IN DIALOGO CON TEILHARD

Il registro preferito di Molari, in effetti, – lo testimonia il suo ultimo libro, la summa Il cammino spirituale del cristiano, uscito da Gabrielli editori nel 2020, che raccoglie esercizi spirituali tenuti a Camaldoli fra il 2012 e il 2019 – si colloca in una prospettiva evolutiva (l’amatissimo Teilhard de Chardin!) da gran tempo tracciata dal pensiero scientifico e ora finalmente fatta propria anche dalla Chiesa cattolica nei suoi documenti ufficiali. Il suo riferimento costante è stato rappresentato dai dati elaborati dalle scienze: dalle riflessioni sul cervello a quelle sul tempo, dalla fisica del cosmo alla fisiologia, dall’antropologia agli studi storico-linguistici. Amava sottolineare che “la forza creatrice non ha ancora espresso tutta la sua possibile perfezione”; da qui, è il tempo ad assumere una valenza straordinaria: “Esso non è il luogo dove le cose accadono, ma una struttura intima delle cose”. Nel suo intervento autobiografico citato in apertura, parla apertamente di tre conversioni da lui vissute: una conversione filosofica, una teologica e una spirituale. Le descrive in questi termini: dapprima, la conversione alla cultura contemporanea, non più intesa come un nemico da cui difendersi e da conoscere solo per smontarlo apologeticamente, secondo gli insegnamenti da lui ricevuti durante la formazione, con relativa scoperta della prospettiva evolutiva nell’interpretazione della natura e della svolta linguistica nell’interpretazione della cultura; la conversione al nuovo modo di fare teologia, applicando all’ambito teologico le prospettive apprese dalla cultura contemporanea; e infine la conversione nata dall’incontro, non libresco ma vivo ed esperienziale, con le altre fedi religiose. I temi che l’hanno appassionato sin dai suoi primi passi da teologo, è lui stesso a elencarli nel saggio citato in apertura: “La secolarizzazione, l’incidenza in teologia della coscienza storica, le conseguenze del nuovo concetto di rivelazione, il ripensamento del metodo teologico, la riacquisizione della teologia negativa con il superamento dell’antropomorfismo, la correzione del neocalcedonesimo cristologico, la revisione dell’antropologia e l’adattamento dei modelli pastorali”.

UNA TEOLOGIA IN PROGRESS

Ne è derivata una teologia non solo impastata con l’esistenza, ma anche perennemente in progress e in ricerca, sviluppatasi appieno all’interno di una visione del mondo attualissima, capace di gettare una luce inedita sul vivere dell’uomo e sulla creazione, sulle sue meraviglie e i suoi abissi; dunque, per chi crede, sul nostro rapporto con il divino. Leggere Molari fa bene al cuore e alla mente, anche per i non addetti ai lavori: provare per credere.
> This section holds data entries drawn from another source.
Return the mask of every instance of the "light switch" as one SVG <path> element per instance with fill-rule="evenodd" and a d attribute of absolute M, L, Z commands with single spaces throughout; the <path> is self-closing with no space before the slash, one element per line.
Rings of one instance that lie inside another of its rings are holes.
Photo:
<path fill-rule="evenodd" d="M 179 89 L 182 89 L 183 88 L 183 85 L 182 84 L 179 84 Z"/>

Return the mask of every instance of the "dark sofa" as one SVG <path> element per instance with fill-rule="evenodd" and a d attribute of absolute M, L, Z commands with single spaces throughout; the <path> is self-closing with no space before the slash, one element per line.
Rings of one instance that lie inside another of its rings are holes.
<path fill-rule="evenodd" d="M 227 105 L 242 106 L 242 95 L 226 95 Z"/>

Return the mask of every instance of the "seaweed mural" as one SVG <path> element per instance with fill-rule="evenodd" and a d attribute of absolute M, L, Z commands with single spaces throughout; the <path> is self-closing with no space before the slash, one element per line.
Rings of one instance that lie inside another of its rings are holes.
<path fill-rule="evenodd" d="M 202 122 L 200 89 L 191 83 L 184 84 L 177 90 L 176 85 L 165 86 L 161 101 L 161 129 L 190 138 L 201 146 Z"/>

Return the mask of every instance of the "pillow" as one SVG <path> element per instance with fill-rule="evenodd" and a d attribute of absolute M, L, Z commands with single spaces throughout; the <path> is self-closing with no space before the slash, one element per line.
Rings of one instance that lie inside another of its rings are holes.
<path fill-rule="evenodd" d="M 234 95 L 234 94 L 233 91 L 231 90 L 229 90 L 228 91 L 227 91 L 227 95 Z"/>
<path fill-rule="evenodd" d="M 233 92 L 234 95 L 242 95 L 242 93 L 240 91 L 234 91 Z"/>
Per fare solo un esempio, in un intervento del 2013 su Le ragioni cristiane del dialogo, tema a lui particolarmente caro, metteva in luce la possibile tentazione, e quindi il rischio grave, di elaborare una teologia delle religioni prima di avere intrapreso un dialogo con esse. D’altra parte, proseguiva, occorre sempre tenere presente che il dialogo suppone sempre una teologia, ma una teologia che disponga al cambiamento e solleciti la conversione. L’impegno del dialogo con le altre religioni, un’eredità conciliare in realtà ancora in gran parte da costruire, implica già di per se stesso che la Chiesa si esponga a un cambiamento, a delle continue sfide, a una genuina messa in discussione. Perciò, secondo Molari, la riflessione teologica e il dialogo sono due momenti di un unico processo: la teologia guida il dialogo; ma il dialogo guida anch’esso, e addirittura trasformerà, la teologia. I due movimenti – i dati della teologia e quelli del dialogo – sono due fasi essenziali e interrelate di un’unica impresa. Questa correlazione appare con maggiore chiarezza ed efficacia quando il dialogo accompagna un’azione comune. Fino a concludere: “Dialogare dopo avere agito insieme a favore dei poveri e degli oppressi è molto più facile ed efficace. Quando si mette in comune l’esercizio dell’amore le parole acquistano un senso nuovo”.

CHI STIAMO DIVENTANDO?

Per i suoi funerali, la cattedrale era piena, a Cesena. A presiedere l’eucaristia di commiato il vescovo di Cesena-Sarsina, Douglas Regattieri; tra i concelebranti anche dom Alessandro Barban, amico di Molari e priore generale della Congregazione camaldolese. La morte di un confratello, ha detto nell’occasione il vescovo, è sempre un’occasione per riflettere sulla morte, “un tema rimosso, considerato una rovina, il peggio che possa capitare”. Per parlarne ha preso a prestito un suo scritto, tratto da La vocazione cristiana oggi (Cittadella, 2014): “La morte ci chiederà quale nome abbiamo acquisito o quale identità abbiamo raggiunto. La domanda centrale della nostra vita storica perciò è: chi stiamo diventando?”